Deepseek AI has been a trending topic during the recent days. If you are not familiar with it yet, it is an Artificial Intellegence (AI) model that has shot up in the mobile applications stores and shrinked the value of some tech stocks.
Deepseek suggested that their model has costed only $6 million to train, while advanced models with reasoning capabilities from OpenAI and Athropic add up to hunderds of millions.
However, this is not what I, and I guess lots of IT geeks find the most facinating about Deepseek. The company has not only allowed free access on http://chat.deepseek.com, but also released their models for everyone to download on Hugging Face. And while largest models are generally out of reach for average hobbyists due to hardware limitations, smaller models can be run on nearly any hardware.
In this post I will cover the process of setting up Deepseek R1 model to run locally on any machine with Ollama.
Ollama
Ollama is a tool that allows you to run large language models (LLMs) on your own hardware. Currently Ollama is available for all the major OS’s: Linux, Mac OS and most recently Windows support has been added as well.
The installation process is quite straightforward.
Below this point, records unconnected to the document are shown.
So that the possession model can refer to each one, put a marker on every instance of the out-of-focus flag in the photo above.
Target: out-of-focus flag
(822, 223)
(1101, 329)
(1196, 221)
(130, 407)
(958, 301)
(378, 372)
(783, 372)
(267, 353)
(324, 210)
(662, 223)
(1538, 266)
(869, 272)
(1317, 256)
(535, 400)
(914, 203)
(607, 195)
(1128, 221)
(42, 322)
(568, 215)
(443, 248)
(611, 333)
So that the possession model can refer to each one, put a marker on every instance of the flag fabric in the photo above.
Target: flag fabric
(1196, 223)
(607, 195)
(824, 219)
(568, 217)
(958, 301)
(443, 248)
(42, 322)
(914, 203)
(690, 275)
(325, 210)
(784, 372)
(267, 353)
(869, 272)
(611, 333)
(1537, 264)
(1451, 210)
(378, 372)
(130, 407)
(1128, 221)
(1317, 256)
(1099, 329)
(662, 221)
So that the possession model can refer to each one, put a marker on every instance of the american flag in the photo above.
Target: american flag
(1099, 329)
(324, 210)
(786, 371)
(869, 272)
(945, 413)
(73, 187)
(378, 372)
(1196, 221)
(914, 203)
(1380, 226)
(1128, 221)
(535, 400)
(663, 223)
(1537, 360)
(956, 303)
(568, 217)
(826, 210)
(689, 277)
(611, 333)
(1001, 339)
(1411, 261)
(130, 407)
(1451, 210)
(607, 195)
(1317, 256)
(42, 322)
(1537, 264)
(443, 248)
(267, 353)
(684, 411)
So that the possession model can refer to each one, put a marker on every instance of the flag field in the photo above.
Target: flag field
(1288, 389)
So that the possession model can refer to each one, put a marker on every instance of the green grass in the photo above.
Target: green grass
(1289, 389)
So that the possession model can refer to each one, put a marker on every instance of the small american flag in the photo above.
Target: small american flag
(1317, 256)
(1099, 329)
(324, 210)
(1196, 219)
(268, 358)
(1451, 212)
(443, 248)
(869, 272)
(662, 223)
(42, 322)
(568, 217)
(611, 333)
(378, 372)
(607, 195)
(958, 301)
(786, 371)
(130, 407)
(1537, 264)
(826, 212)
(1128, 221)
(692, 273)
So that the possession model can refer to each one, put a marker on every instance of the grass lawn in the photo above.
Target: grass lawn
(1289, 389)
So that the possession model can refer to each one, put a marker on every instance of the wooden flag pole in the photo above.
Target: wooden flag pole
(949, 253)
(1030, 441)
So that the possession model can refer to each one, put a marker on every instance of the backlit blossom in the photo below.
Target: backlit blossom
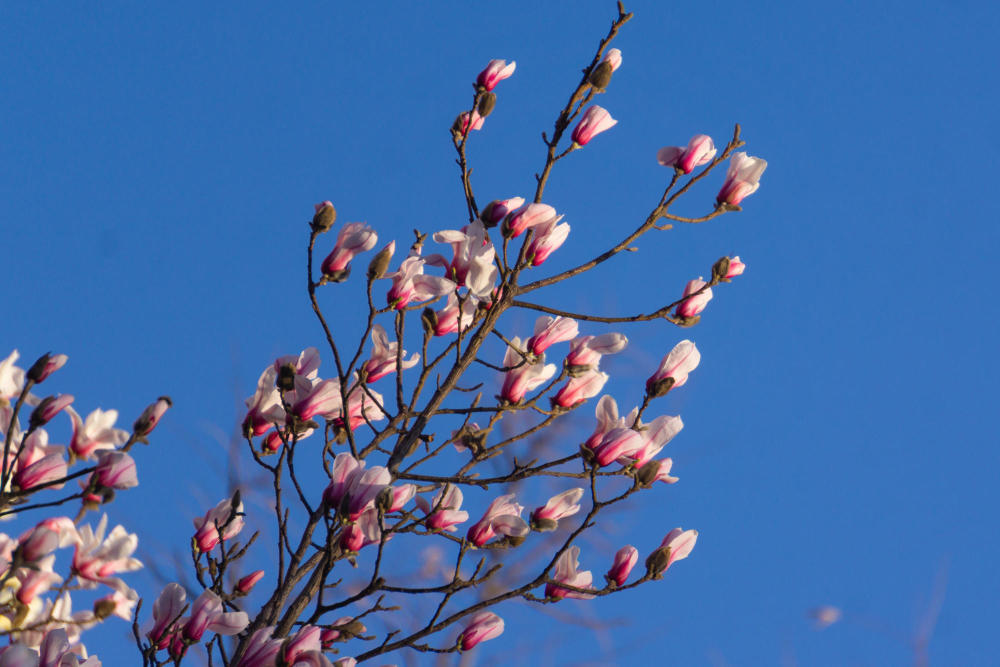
(700, 150)
(742, 179)
(594, 121)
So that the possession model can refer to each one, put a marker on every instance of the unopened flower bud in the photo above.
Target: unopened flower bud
(601, 76)
(325, 216)
(46, 365)
(286, 377)
(657, 562)
(380, 263)
(486, 104)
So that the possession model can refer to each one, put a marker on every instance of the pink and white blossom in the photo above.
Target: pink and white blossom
(692, 306)
(482, 627)
(384, 356)
(354, 239)
(594, 121)
(674, 369)
(742, 179)
(221, 523)
(566, 572)
(495, 72)
(700, 150)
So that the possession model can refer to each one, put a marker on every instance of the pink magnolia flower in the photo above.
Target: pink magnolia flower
(523, 377)
(409, 284)
(354, 239)
(95, 434)
(116, 470)
(487, 527)
(221, 523)
(49, 408)
(656, 435)
(566, 573)
(208, 615)
(46, 365)
(693, 305)
(450, 318)
(498, 209)
(151, 416)
(674, 369)
(96, 559)
(700, 150)
(443, 512)
(579, 389)
(594, 121)
(677, 545)
(548, 238)
(246, 584)
(736, 268)
(483, 626)
(625, 560)
(585, 352)
(549, 331)
(559, 507)
(495, 72)
(384, 355)
(742, 179)
(528, 216)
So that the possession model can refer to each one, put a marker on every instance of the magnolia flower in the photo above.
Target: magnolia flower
(96, 559)
(548, 238)
(594, 121)
(677, 545)
(222, 522)
(585, 352)
(692, 306)
(384, 356)
(700, 150)
(580, 388)
(116, 470)
(523, 377)
(409, 284)
(498, 209)
(742, 179)
(674, 369)
(443, 512)
(208, 614)
(483, 626)
(354, 239)
(559, 507)
(528, 216)
(566, 573)
(549, 331)
(95, 434)
(495, 72)
(625, 560)
(506, 508)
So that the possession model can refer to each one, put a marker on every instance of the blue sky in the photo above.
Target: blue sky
(160, 164)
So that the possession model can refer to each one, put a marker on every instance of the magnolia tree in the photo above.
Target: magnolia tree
(369, 463)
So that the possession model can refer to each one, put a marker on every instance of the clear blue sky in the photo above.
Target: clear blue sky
(159, 164)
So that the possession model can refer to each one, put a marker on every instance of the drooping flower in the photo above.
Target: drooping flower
(495, 72)
(566, 573)
(700, 150)
(742, 179)
(483, 626)
(594, 121)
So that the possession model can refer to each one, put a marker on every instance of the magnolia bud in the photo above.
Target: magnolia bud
(325, 216)
(601, 76)
(657, 562)
(720, 269)
(660, 387)
(286, 377)
(486, 104)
Just download the tool and follow the instructions for your platform of choice.
Installing and running Deepseek-R1 locally
While we would love to go for the the most advanced and largest Deepseek model V3, with 671 billion parameters, it takes massive 404Gb of space and will require large amount of RAM and a few dedicated GPUs. Someone managed to run it on 8 x M4 Pro 64GB Mac Mini Cluster with 512Gb of total memory.
However, there are a few distilled models, the smallest of which has 1.5B parameters and takes only 1.1Gb of space.
To download and run it, simply enter the following command in your terminal:
1.5b parameter model
ollama run deepseek-r1:1.5b
This will pull the model and run it. The output will look something like this:
~$ ollama run deepseek-r1:1.5b
pulling manifest
pulling aabd4debf0c8... 100% ▕██████████████████████████████████████████████▏ 1.1 GB
pulling 369ca498f347... 100% ▕██████████████████████████████████████████████▏ 387 B
pulling 6e4c38e1172f... 100% ▕██████████████████████████████████████████████▏ 1.1 KB
pulling f4d24e9138dd... 100% ▕██████████████████████████████████████████████▏ 148 B
pulling a85fe2a2e58e... 100% ▕██████████████████████████████████████████████▏ 487 B
verifying sha256 digest
writing manifest
success
After that you will be greeted with a prompt to interact with the model. The model is blazingly fast on my Intel Core i7-1165G7 without a dedicated GPU card.
The cool thing about Deepseek model, that you can actually see reasoning happening within the <think></think>
tags. After the reasoning / “thinking” is over the model will produce the final result.
7b parameter model
I wanted to try how a bigger 7b parameter model would perform on my hardware.
So, again, to download and start the model:
ollama run deepseek-r1:7b
As you can see this time it is significantly slower, but still very much usable.
Final thoughts
I was actually surprised by the speed/quality ratio these distilled models produce on a basic laptop setup. It is also worth noting that there are Deepseek distilled models for math, coding, etc., that are worth trying.
I definitely encourage everyone to try and run Deepseek and other LLMs such as Llama locally. They are very convenient and can handle most tasks free of charge.